# RFC 005: Reporting Pipeline

This RFC proposes a reporting pipeline for the Wellcome Collection data, allowing for analytics and reporting on data from various sources.

**Last modified:** 2018-11-02T16:46:57+00:00

## Background

The collection aggregates data from a number of sources:

* Archival records
* Library systems
* Digital asset metadata

Data will flow from these systems into our data store.

## Problem Statement

In order to make decisions about collection data.

We need to run analytics and reporting on data from various sources.

## Proposed Solution

We propose to add a simple reporting pipeline powered by lambda functions feeding an ElasticSearch cluster.
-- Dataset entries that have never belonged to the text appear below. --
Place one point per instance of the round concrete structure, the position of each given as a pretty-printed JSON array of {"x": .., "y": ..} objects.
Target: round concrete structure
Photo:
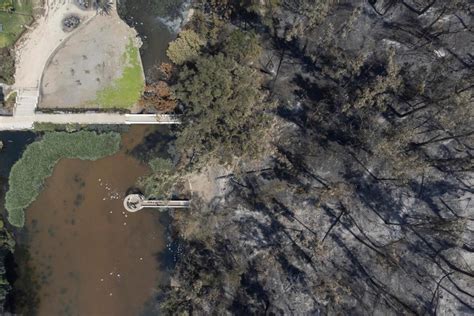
[{"x": 133, "y": 202}]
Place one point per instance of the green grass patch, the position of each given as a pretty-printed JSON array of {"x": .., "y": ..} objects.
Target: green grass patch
[
  {"x": 14, "y": 15},
  {"x": 125, "y": 91},
  {"x": 28, "y": 174}
]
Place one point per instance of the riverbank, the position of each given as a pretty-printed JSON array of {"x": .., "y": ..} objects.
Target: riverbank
[{"x": 131, "y": 251}]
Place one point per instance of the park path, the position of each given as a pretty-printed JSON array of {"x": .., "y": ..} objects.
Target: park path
[{"x": 26, "y": 121}]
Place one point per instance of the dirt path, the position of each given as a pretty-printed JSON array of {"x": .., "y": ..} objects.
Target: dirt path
[{"x": 35, "y": 47}]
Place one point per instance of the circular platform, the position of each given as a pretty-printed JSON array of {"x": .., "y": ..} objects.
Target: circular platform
[{"x": 133, "y": 202}]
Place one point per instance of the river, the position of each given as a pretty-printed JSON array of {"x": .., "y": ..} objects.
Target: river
[
  {"x": 154, "y": 34},
  {"x": 80, "y": 252}
]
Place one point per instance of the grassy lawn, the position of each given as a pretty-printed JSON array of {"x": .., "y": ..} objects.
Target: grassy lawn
[
  {"x": 13, "y": 21},
  {"x": 125, "y": 91},
  {"x": 37, "y": 163}
]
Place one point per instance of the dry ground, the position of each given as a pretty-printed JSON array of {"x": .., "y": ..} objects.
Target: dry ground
[{"x": 88, "y": 63}]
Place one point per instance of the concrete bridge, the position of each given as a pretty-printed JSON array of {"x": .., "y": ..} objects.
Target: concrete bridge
[
  {"x": 136, "y": 202},
  {"x": 25, "y": 116}
]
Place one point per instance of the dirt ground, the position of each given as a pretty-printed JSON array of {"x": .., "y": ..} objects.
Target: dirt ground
[
  {"x": 34, "y": 47},
  {"x": 88, "y": 62}
]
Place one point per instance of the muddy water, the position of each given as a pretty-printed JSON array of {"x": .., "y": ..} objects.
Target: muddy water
[
  {"x": 154, "y": 34},
  {"x": 88, "y": 255}
]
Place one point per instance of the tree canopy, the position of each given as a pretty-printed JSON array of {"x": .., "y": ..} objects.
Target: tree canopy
[{"x": 225, "y": 112}]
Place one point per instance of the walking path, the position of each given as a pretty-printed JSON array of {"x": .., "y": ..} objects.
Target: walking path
[
  {"x": 136, "y": 202},
  {"x": 33, "y": 53},
  {"x": 26, "y": 120}
]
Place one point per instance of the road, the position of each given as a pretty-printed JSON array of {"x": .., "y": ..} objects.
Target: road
[{"x": 23, "y": 122}]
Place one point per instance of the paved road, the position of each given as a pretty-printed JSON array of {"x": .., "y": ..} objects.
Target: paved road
[{"x": 22, "y": 122}]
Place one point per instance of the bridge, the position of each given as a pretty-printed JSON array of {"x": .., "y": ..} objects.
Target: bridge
[
  {"x": 24, "y": 116},
  {"x": 135, "y": 202}
]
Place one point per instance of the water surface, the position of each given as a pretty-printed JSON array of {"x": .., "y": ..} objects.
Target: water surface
[
  {"x": 154, "y": 34},
  {"x": 87, "y": 256}
]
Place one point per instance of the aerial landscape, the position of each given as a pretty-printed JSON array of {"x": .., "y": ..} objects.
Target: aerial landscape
[{"x": 236, "y": 157}]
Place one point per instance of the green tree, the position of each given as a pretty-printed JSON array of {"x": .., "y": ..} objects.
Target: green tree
[
  {"x": 225, "y": 113},
  {"x": 242, "y": 46},
  {"x": 185, "y": 48}
]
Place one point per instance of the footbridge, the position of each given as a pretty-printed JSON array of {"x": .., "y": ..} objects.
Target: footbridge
[
  {"x": 25, "y": 120},
  {"x": 136, "y": 202}
]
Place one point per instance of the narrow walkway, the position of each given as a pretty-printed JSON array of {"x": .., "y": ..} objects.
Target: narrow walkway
[
  {"x": 135, "y": 202},
  {"x": 26, "y": 102},
  {"x": 25, "y": 119}
]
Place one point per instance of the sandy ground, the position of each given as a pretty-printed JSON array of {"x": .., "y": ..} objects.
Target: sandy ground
[
  {"x": 35, "y": 47},
  {"x": 85, "y": 63}
]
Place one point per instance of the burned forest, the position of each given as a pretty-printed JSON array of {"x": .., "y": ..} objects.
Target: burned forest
[{"x": 361, "y": 200}]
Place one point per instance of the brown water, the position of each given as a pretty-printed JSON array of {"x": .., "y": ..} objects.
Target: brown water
[{"x": 88, "y": 256}]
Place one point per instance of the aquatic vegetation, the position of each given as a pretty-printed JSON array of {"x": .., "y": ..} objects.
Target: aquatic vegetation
[
  {"x": 29, "y": 173},
  {"x": 125, "y": 91}
]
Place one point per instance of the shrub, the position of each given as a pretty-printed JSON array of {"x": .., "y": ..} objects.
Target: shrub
[{"x": 37, "y": 162}]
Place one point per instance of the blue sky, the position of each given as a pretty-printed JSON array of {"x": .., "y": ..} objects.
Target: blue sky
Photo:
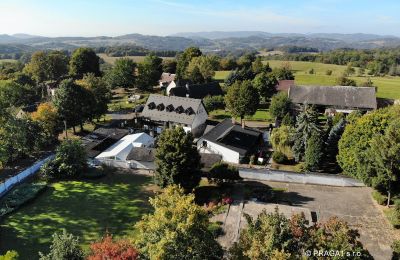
[{"x": 164, "y": 17}]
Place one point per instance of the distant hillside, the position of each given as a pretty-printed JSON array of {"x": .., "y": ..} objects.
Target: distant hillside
[{"x": 207, "y": 41}]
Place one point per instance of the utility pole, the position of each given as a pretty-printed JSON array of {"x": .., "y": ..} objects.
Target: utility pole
[{"x": 65, "y": 128}]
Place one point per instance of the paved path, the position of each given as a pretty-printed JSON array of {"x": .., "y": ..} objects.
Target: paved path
[{"x": 352, "y": 204}]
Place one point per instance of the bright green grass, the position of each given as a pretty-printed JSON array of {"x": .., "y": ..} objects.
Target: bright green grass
[
  {"x": 85, "y": 208},
  {"x": 388, "y": 87}
]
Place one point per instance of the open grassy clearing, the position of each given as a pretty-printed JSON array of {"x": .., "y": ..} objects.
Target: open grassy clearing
[
  {"x": 86, "y": 208},
  {"x": 112, "y": 60},
  {"x": 388, "y": 87}
]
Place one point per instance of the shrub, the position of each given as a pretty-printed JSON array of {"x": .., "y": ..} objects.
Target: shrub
[
  {"x": 279, "y": 157},
  {"x": 64, "y": 246},
  {"x": 107, "y": 248},
  {"x": 380, "y": 198},
  {"x": 19, "y": 196},
  {"x": 215, "y": 229},
  {"x": 222, "y": 172}
]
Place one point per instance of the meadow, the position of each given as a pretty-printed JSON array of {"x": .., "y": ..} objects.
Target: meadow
[
  {"x": 88, "y": 208},
  {"x": 388, "y": 87},
  {"x": 111, "y": 60}
]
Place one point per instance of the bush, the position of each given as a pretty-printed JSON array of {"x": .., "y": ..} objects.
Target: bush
[
  {"x": 380, "y": 198},
  {"x": 222, "y": 172},
  {"x": 279, "y": 157},
  {"x": 215, "y": 229},
  {"x": 19, "y": 196},
  {"x": 396, "y": 249},
  {"x": 214, "y": 102}
]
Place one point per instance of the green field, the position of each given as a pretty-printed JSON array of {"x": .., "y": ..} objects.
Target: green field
[
  {"x": 388, "y": 87},
  {"x": 85, "y": 208},
  {"x": 112, "y": 60}
]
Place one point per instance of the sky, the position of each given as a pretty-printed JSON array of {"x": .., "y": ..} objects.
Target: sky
[{"x": 165, "y": 17}]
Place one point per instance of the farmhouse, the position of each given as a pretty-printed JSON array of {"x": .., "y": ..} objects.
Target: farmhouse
[
  {"x": 199, "y": 91},
  {"x": 166, "y": 78},
  {"x": 162, "y": 111},
  {"x": 343, "y": 99},
  {"x": 230, "y": 140},
  {"x": 117, "y": 154}
]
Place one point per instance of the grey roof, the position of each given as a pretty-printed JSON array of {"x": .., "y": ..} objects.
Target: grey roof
[
  {"x": 338, "y": 96},
  {"x": 164, "y": 115},
  {"x": 199, "y": 91},
  {"x": 100, "y": 139},
  {"x": 141, "y": 154},
  {"x": 233, "y": 136}
]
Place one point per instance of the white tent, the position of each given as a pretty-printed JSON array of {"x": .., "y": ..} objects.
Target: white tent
[{"x": 120, "y": 150}]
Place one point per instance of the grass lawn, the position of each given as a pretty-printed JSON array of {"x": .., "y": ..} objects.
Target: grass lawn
[
  {"x": 388, "y": 87},
  {"x": 85, "y": 208},
  {"x": 112, "y": 60}
]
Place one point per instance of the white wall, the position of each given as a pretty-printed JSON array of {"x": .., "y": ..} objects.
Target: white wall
[{"x": 228, "y": 155}]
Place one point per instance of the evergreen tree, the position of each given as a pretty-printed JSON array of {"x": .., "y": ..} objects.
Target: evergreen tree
[{"x": 306, "y": 126}]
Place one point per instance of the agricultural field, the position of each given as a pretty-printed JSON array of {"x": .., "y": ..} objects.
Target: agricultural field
[
  {"x": 388, "y": 87},
  {"x": 111, "y": 60},
  {"x": 86, "y": 208}
]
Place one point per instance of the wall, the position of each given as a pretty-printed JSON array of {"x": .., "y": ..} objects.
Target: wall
[
  {"x": 11, "y": 182},
  {"x": 304, "y": 178}
]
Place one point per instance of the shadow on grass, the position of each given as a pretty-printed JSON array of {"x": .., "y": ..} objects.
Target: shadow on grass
[{"x": 87, "y": 209}]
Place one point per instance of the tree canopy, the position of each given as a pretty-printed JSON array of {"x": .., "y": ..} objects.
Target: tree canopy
[
  {"x": 177, "y": 160},
  {"x": 177, "y": 229}
]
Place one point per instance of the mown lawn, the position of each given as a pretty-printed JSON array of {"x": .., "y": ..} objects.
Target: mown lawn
[
  {"x": 388, "y": 87},
  {"x": 85, "y": 208}
]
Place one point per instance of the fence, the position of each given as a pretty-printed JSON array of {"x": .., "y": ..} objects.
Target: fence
[
  {"x": 304, "y": 178},
  {"x": 11, "y": 182}
]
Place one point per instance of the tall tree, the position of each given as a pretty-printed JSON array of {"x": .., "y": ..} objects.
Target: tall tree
[
  {"x": 265, "y": 83},
  {"x": 306, "y": 126},
  {"x": 178, "y": 229},
  {"x": 46, "y": 114},
  {"x": 356, "y": 140},
  {"x": 242, "y": 99},
  {"x": 314, "y": 152},
  {"x": 385, "y": 155},
  {"x": 84, "y": 60},
  {"x": 177, "y": 160},
  {"x": 150, "y": 71},
  {"x": 183, "y": 60},
  {"x": 122, "y": 74},
  {"x": 74, "y": 103}
]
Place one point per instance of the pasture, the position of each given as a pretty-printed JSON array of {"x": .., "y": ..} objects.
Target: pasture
[
  {"x": 388, "y": 87},
  {"x": 111, "y": 60},
  {"x": 88, "y": 208}
]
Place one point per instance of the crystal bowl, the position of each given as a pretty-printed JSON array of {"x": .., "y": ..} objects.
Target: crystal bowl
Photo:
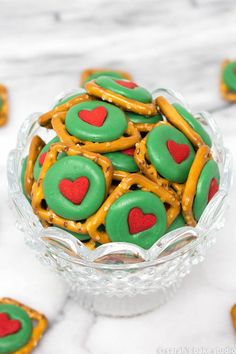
[{"x": 120, "y": 279}]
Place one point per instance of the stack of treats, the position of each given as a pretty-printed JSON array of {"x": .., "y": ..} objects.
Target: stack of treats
[{"x": 122, "y": 167}]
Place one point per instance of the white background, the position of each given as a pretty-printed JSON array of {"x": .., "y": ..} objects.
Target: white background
[{"x": 178, "y": 44}]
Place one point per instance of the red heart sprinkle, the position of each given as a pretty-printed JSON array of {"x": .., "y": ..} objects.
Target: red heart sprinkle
[
  {"x": 129, "y": 152},
  {"x": 179, "y": 152},
  {"x": 42, "y": 158},
  {"x": 95, "y": 117},
  {"x": 74, "y": 191},
  {"x": 128, "y": 84},
  {"x": 138, "y": 221},
  {"x": 8, "y": 326},
  {"x": 214, "y": 187}
]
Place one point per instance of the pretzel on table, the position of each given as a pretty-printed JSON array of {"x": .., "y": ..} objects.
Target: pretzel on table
[
  {"x": 39, "y": 327},
  {"x": 35, "y": 148}
]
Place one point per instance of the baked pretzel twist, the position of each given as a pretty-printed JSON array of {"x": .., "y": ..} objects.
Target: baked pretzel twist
[
  {"x": 179, "y": 122},
  {"x": 39, "y": 327},
  {"x": 201, "y": 158}
]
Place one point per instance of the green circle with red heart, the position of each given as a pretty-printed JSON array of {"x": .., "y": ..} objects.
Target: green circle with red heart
[
  {"x": 123, "y": 160},
  {"x": 229, "y": 76},
  {"x": 125, "y": 88},
  {"x": 40, "y": 160},
  {"x": 170, "y": 152},
  {"x": 74, "y": 187},
  {"x": 110, "y": 73},
  {"x": 96, "y": 121},
  {"x": 15, "y": 328},
  {"x": 208, "y": 185},
  {"x": 138, "y": 118},
  {"x": 136, "y": 217},
  {"x": 194, "y": 123}
]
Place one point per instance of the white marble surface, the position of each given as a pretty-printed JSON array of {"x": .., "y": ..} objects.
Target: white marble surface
[{"x": 44, "y": 45}]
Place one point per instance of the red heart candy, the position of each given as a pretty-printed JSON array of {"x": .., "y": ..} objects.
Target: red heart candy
[
  {"x": 95, "y": 117},
  {"x": 42, "y": 158},
  {"x": 74, "y": 191},
  {"x": 128, "y": 84},
  {"x": 214, "y": 187},
  {"x": 138, "y": 221},
  {"x": 129, "y": 152},
  {"x": 179, "y": 152},
  {"x": 8, "y": 326}
]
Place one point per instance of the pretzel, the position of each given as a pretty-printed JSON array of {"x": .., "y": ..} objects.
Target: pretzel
[
  {"x": 45, "y": 119},
  {"x": 58, "y": 123},
  {"x": 99, "y": 217},
  {"x": 148, "y": 169},
  {"x": 201, "y": 157},
  {"x": 38, "y": 194},
  {"x": 179, "y": 122},
  {"x": 4, "y": 108},
  {"x": 224, "y": 90},
  {"x": 90, "y": 244},
  {"x": 119, "y": 175},
  {"x": 88, "y": 72},
  {"x": 38, "y": 329},
  {"x": 36, "y": 146},
  {"x": 119, "y": 100}
]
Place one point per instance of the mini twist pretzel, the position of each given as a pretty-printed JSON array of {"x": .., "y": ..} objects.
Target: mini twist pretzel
[
  {"x": 175, "y": 118},
  {"x": 164, "y": 194},
  {"x": 38, "y": 329},
  {"x": 119, "y": 175},
  {"x": 225, "y": 92},
  {"x": 201, "y": 157},
  {"x": 3, "y": 105},
  {"x": 45, "y": 119},
  {"x": 90, "y": 244},
  {"x": 88, "y": 72},
  {"x": 58, "y": 123},
  {"x": 36, "y": 146},
  {"x": 119, "y": 100},
  {"x": 38, "y": 194}
]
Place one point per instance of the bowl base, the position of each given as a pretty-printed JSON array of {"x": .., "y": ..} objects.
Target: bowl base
[{"x": 127, "y": 306}]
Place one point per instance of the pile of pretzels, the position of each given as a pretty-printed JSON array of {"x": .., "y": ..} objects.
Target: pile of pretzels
[{"x": 122, "y": 167}]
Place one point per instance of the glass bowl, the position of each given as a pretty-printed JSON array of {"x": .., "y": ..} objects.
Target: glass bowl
[{"x": 120, "y": 279}]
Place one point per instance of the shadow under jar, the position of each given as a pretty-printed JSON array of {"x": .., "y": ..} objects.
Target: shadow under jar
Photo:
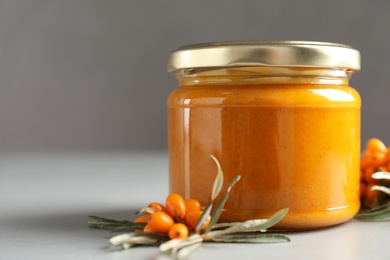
[{"x": 279, "y": 113}]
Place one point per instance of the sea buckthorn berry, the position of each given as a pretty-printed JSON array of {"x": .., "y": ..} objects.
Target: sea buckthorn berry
[
  {"x": 178, "y": 230},
  {"x": 160, "y": 221},
  {"x": 368, "y": 175},
  {"x": 148, "y": 229},
  {"x": 378, "y": 159},
  {"x": 192, "y": 219},
  {"x": 142, "y": 219},
  {"x": 192, "y": 205},
  {"x": 176, "y": 207},
  {"x": 365, "y": 162},
  {"x": 376, "y": 145},
  {"x": 363, "y": 189},
  {"x": 157, "y": 206},
  {"x": 370, "y": 196}
]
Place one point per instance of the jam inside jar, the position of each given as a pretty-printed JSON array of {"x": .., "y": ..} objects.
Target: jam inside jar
[{"x": 291, "y": 132}]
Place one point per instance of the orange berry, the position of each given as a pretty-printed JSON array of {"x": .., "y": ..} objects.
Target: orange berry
[
  {"x": 148, "y": 229},
  {"x": 378, "y": 159},
  {"x": 192, "y": 219},
  {"x": 141, "y": 219},
  {"x": 160, "y": 221},
  {"x": 157, "y": 206},
  {"x": 365, "y": 162},
  {"x": 192, "y": 205},
  {"x": 368, "y": 175},
  {"x": 178, "y": 230},
  {"x": 376, "y": 145},
  {"x": 175, "y": 205}
]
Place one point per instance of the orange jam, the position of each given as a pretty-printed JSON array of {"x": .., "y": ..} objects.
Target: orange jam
[{"x": 291, "y": 132}]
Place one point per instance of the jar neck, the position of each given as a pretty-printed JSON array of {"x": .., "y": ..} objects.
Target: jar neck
[{"x": 263, "y": 75}]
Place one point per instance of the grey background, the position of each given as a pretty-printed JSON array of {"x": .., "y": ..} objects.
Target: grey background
[{"x": 90, "y": 75}]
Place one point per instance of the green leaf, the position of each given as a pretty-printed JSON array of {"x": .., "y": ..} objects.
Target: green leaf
[
  {"x": 130, "y": 239},
  {"x": 129, "y": 227},
  {"x": 254, "y": 225},
  {"x": 105, "y": 223},
  {"x": 257, "y": 238},
  {"x": 375, "y": 215},
  {"x": 217, "y": 212},
  {"x": 218, "y": 182},
  {"x": 187, "y": 251},
  {"x": 175, "y": 244}
]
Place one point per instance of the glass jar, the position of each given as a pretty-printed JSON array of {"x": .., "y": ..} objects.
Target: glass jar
[{"x": 282, "y": 115}]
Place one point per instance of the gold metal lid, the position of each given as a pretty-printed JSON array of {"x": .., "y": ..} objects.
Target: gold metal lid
[{"x": 265, "y": 53}]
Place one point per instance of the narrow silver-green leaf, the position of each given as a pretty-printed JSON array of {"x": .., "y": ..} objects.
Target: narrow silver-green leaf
[
  {"x": 381, "y": 188},
  {"x": 218, "y": 182},
  {"x": 179, "y": 243},
  {"x": 375, "y": 215},
  {"x": 218, "y": 209},
  {"x": 203, "y": 218},
  {"x": 381, "y": 175},
  {"x": 253, "y": 238},
  {"x": 134, "y": 239},
  {"x": 105, "y": 223}
]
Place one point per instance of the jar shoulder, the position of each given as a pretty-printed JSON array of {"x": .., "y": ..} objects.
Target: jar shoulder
[{"x": 264, "y": 95}]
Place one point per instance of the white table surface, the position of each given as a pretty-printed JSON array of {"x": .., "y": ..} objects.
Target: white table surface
[{"x": 45, "y": 200}]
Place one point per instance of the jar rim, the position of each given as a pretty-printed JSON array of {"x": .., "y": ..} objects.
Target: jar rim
[{"x": 265, "y": 53}]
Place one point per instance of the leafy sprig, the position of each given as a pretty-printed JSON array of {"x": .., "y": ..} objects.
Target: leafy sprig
[
  {"x": 251, "y": 231},
  {"x": 380, "y": 213}
]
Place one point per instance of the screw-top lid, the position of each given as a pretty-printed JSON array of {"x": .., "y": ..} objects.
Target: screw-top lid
[{"x": 265, "y": 53}]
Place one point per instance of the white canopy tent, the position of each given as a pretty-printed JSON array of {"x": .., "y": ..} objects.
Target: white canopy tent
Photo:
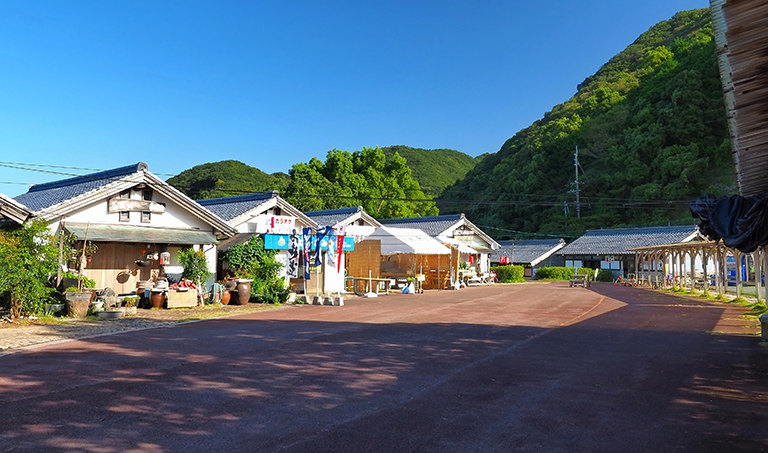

![overview](/files/ihrJG4NFJ5FcK45gjQCT)

**Note:** [Kinesis Firehose](https://aws.amazon.com/blogs/aws/amazon-kinesis-firehose-simple-highly-scalable-data-ingestion/) is unsuitable for this purpose at time of writing as it is incapable of performing ElasticSearch document updates.

### Process flow

The event stream from the SourceData "Versioned Hybrid Store" triggers:

* A lambda which performs a custom transformation on source data making it suitable for ingest into elasticsearch.
  * This lambda will pass a json object and index identifier to SNS
* An ingestion lambda PUTs the object passed to the specified index

It is intended that there may be multiple transformation lambdas, providing custom transforms. There will be one ingestion lambda intended to try and PUT any object to any index specified.

#### Ingestion Lambda proposed message format

The ingestion lambda needs to take a message that configures which index to attempt to add the object to.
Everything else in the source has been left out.